Cependant, la rupture du contrat produisant les effets d’un licenciement sans cause réelle et sérieuse, aucun manquement ne peut être retenu contre M. [X] [H] à ce titre.
L’employeur sera donc débouté de sa demande d’indemnisation.
Sur la communication de documents
Il sera ordonné à l’employeur de communiquer à M. [X] [H] un certificat de travail, d’une attestation France travail (anciennement Pôle emploi), un reçu pour solde de tout compte ainsi qu’un bulletin de salaire conformes à la présente décision.
Sur les dépens et l’indemnité de procédure
Les dispositions du jugement déféré relatives au sort des dépens et à l’indemnité de procédure seront infirmées.

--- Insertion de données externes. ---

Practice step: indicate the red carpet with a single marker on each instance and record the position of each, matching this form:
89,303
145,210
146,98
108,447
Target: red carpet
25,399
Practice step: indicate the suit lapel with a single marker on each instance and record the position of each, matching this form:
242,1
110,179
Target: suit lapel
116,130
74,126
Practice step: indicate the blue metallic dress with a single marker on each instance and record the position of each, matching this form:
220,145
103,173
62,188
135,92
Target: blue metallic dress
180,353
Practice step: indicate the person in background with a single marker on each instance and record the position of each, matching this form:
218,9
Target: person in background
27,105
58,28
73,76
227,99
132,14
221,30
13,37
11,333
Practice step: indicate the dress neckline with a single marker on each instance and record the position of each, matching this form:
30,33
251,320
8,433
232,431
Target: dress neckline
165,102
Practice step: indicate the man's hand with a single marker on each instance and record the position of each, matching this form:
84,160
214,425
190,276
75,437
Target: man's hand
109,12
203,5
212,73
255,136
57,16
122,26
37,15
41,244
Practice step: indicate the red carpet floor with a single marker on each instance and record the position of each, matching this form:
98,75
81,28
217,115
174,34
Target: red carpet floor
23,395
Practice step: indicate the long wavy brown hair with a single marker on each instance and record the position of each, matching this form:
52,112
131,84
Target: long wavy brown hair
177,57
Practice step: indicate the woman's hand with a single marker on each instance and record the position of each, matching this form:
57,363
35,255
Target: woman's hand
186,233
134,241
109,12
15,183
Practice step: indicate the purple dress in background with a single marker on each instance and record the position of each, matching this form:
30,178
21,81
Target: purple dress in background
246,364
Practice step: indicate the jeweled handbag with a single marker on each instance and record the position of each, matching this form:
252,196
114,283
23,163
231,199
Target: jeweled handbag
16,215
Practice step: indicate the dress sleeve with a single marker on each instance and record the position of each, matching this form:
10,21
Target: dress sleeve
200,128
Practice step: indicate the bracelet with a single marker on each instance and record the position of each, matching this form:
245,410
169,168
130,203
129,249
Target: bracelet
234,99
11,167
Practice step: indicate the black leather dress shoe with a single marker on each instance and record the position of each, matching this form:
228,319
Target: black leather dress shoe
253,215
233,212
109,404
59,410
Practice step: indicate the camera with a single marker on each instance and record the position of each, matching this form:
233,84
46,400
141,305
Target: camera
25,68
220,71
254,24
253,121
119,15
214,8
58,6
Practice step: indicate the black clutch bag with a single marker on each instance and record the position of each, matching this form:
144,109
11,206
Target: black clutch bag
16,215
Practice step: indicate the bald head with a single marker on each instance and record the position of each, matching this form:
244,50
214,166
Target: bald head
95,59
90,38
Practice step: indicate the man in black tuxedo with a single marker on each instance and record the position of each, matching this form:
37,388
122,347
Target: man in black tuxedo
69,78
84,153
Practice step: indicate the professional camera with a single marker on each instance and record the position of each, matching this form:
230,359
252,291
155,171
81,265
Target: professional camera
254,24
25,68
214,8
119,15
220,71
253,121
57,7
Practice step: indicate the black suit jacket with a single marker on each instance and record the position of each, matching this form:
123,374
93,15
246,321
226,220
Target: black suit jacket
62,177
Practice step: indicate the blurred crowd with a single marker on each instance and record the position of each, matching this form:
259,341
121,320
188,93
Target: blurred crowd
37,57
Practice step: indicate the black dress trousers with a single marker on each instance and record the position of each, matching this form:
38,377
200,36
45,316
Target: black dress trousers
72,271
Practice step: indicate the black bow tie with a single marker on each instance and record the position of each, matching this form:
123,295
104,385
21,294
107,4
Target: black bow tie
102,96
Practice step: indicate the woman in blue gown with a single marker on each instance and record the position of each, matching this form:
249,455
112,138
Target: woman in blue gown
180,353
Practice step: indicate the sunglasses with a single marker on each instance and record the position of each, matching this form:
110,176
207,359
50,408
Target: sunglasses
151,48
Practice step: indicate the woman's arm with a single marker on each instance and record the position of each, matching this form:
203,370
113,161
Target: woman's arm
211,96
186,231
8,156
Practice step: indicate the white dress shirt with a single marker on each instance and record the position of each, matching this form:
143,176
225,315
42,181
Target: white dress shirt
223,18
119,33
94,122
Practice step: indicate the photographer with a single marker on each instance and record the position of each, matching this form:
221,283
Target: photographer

La société sera condamnée aux dépens en application de l’article 696 du code de procédure civile, ainsi qu’à payer à M. [X] [H] une somme totale de 800 euros sur le fondement de l’article 700 du code de procédure civile.
PAR CES MOTIFS
La cour,
INFIRME le jugement rendu le 12 novembre 2024 par le conseil de prud’hommes de Dunkerque, dans toutes ses dispositions critiquées,
Statuant à nouveau et y ajoutant,
DEBOUTE M. [X] [H] de sa demande de révocation de l’ordonnance de clôture ;
DECLARE irrecevables les conclusions communiquées par M. [X] [H] le 30 décembre 2025 ;
REQUALIFIE le contrat de travail à durée déterminée en contrat de travail à durée indéterminée ;
DIT que la rupture du contrat de travail produit les effets d’un licenciement sans cause réelle et sérieuse ;
CONDAMNE la société [1] à payer à M. [X] [H] :
— 1 747 euros à titre d’indemnité de requalification,
— 300 euros à titre de dommages et intérêts pour licenciement sans cause réelle et sérieuse ;
ORDONNE à la société [1] de communiquer à M. [X] [H] un certificat de travail, d’une attestation France travail (anciennement Pôle emploi), un reçu pour solde de tout compte ainsi qu’un bulletin de salaire conformes à la présente décision ;
DEBOUTE la société [1] de sa demande de dommages et intérêts ;
CONDAMNE la société [1] aux dépens ;
CONDAMNE la société [1] à payer à M. [X] [H] une somme totale de 800 sur le fondement de l’article 700 du code de procédure civile.